A case report and literature study on Alport syndrome featuring nephrotic syndrome as its primary manifestation.

Historically, due to the lack of distinct clinical symptoms, Alport syndrome, a hereditary kidney disease prevalent in children and a leading cause of kidney failure, has often been misdiagnosed as other kidney conditions.
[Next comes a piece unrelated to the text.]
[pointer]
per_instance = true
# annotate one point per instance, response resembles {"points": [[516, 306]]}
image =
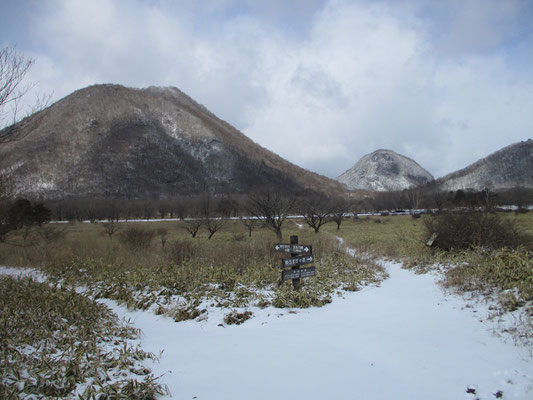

This article presents a comprehensive review and analysis of clinical data concerning a child diagnosed with Alport syndrome, where nephrotic syndrome served as the primary manifestation. The male child in this case exhibited symptoms starting at the age of 6, initially diagnosed as nephrotic syndrome. Consequently, oral steroid medication was administered, proving ineffective. Due to persistent proteinuria and microscopic hematuria, a renal biopsy was performed. Immunofluorescence staining revealed no abnormal expression of the α3, α4, and α5 chains of type IV collagen. Notably, electron microscopy revealed the basement membrane to be partially torn and arachnoid. Genetic testing indicated a hemizygous COL4A5 acceptor-splice-site mutation c.4707-1(IVS50)G > A, inherited from his mother. This specific mutated locus, being the first of its kind reported, adds valuable information to the existing gene mutation spectrum of Alport syndrome. Consequently, it emphasizes the importance for clinicians to deepen their understanding of rare kidney diseases, contributing to enhanced diagnostic accuracy and improved patient care.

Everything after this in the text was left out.